Thursday 27 January 2011

seeing the light lols! ♥

I believe that a woman should view
make-up as a powerful tool
that can be used to enhance her best features,
give her confidence in the way she looks
and let her inner beauty shine
i've just finished school and i'm home now(:
and i am soo looking forward to spending the evening
with gossip girl, pretty little liars and the mentalist!
and i'll try fitting those assignments in haha(;

i woke up this morning and the zit that was sporting on my face
had decided to plant itself there, but EVEN BIGGER!
so i popped it and it was soo painful!
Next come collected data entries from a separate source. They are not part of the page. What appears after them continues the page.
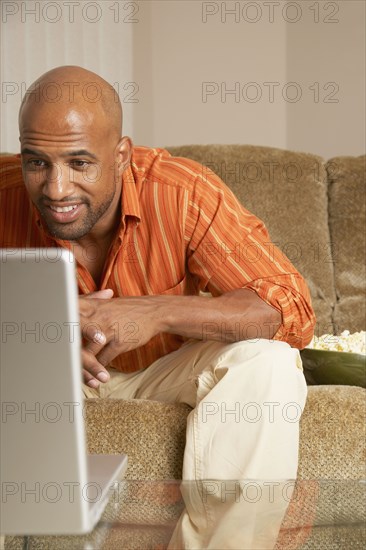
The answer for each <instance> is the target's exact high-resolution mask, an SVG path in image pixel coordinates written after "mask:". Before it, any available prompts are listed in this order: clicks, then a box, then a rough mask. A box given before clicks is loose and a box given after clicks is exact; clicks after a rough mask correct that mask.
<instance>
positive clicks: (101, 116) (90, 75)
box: [19, 66, 122, 139]
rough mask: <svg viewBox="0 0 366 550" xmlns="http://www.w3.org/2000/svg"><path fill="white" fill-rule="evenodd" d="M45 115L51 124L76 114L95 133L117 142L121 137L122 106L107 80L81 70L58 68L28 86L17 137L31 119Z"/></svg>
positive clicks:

T^T
and now it's going to scar for a long longg timeee~! *cries*

on the way home from school today,
i had like, some massive train of thought
where i decided to take on another perspective,
and it was kind of like, "seeing the light" haha
or "every cloud has a silver lining" or whatever ;D

like, my mum used to always force us to shower before dinner
every single bloody day after school, and even on weekends!
and i remember getting all angry cos i wanted to eat before bathing haha
and only now do i realise.. maybe she was just trying to teach us discipline?
or teaching us to discipline ourselves and have some order lol
and she did used to always say eating before showering makes you fat xD
or maybe it was just a thing she had lols who knows!

hmm.. next, my boyfriend.
my boyfriend and i had had a rough year
and we'd decided to really "work things out" -
so like, no more silly little arguments etc,
because arguments is one of our big things.
whenever we argued, even though he'd never say it,
actually.. i think most of the time, i start the arguments ==
even over the littlest things (maybeeee)
and when we argued recently, i remember him saying,
he thought this year would be different
(no more arguing and bickering etc)
and it made me think..

(okay this adds onto my thought)
considering everyone's saying 2012 is the end of the world,
say it is, then i don't wanna spend 2011 on a loose rollercoaster again,
and say it isn't, then i don't wanna be like that with him forever.
because if you love someone, you'd wanna see them smile;
you'd wanna be happy with them :)
sooo.. i guess i really am sorry.
and i can actually see some changes,
like, tum faan gnor and all ^^
but i don't ever want him to change completely,
and i hate seeing him unhappy.
so i think, less drama would be good haha(;

and well, this next topic is kind of touchy for me.
i'm actually really insecure (you may have already picked that up)
and although i don't show it, i've come to realise,
the more make-up you wear, the more insecure you are.
i wear a reasonable amount, but my boyfriend thinks i wear a lot.

i asked him to rate me yesterday hahaha
and he said i was an 8 or 9 with and without make-up
which kind of felt like he'd smashed a brick in my face.
because usually your boyfriend would be like "you're a 10 bla bla you're perfect"
haha but i guess my boyfriend's honest.

but then i thought "i'm nowhere near as pretty as the girl
he once rated a 9" - and he did say he never usually rated girls 9s,
so she really was good looking.
so that thought kind of felt like he'd stabbed my heart with a fork haha.

but today, i thought, i know i said i'd do this,
as it was one of my new years resolutions of 2011,
but i really am going to try to love myself more.
to try and look at the parts i hate, as something i should love
(if that even made any sense)
i know it's hard, because weight and appearance means a lot to girls,
but comparing and measuring myself to other girls
won't ever change who i am, and how i look like,
so i'll try and stop.

because my family loves me for who i am,
and for whom i've become (hopefully!)
and my parents watched me grow up :)
so there's no reason for me to change after all.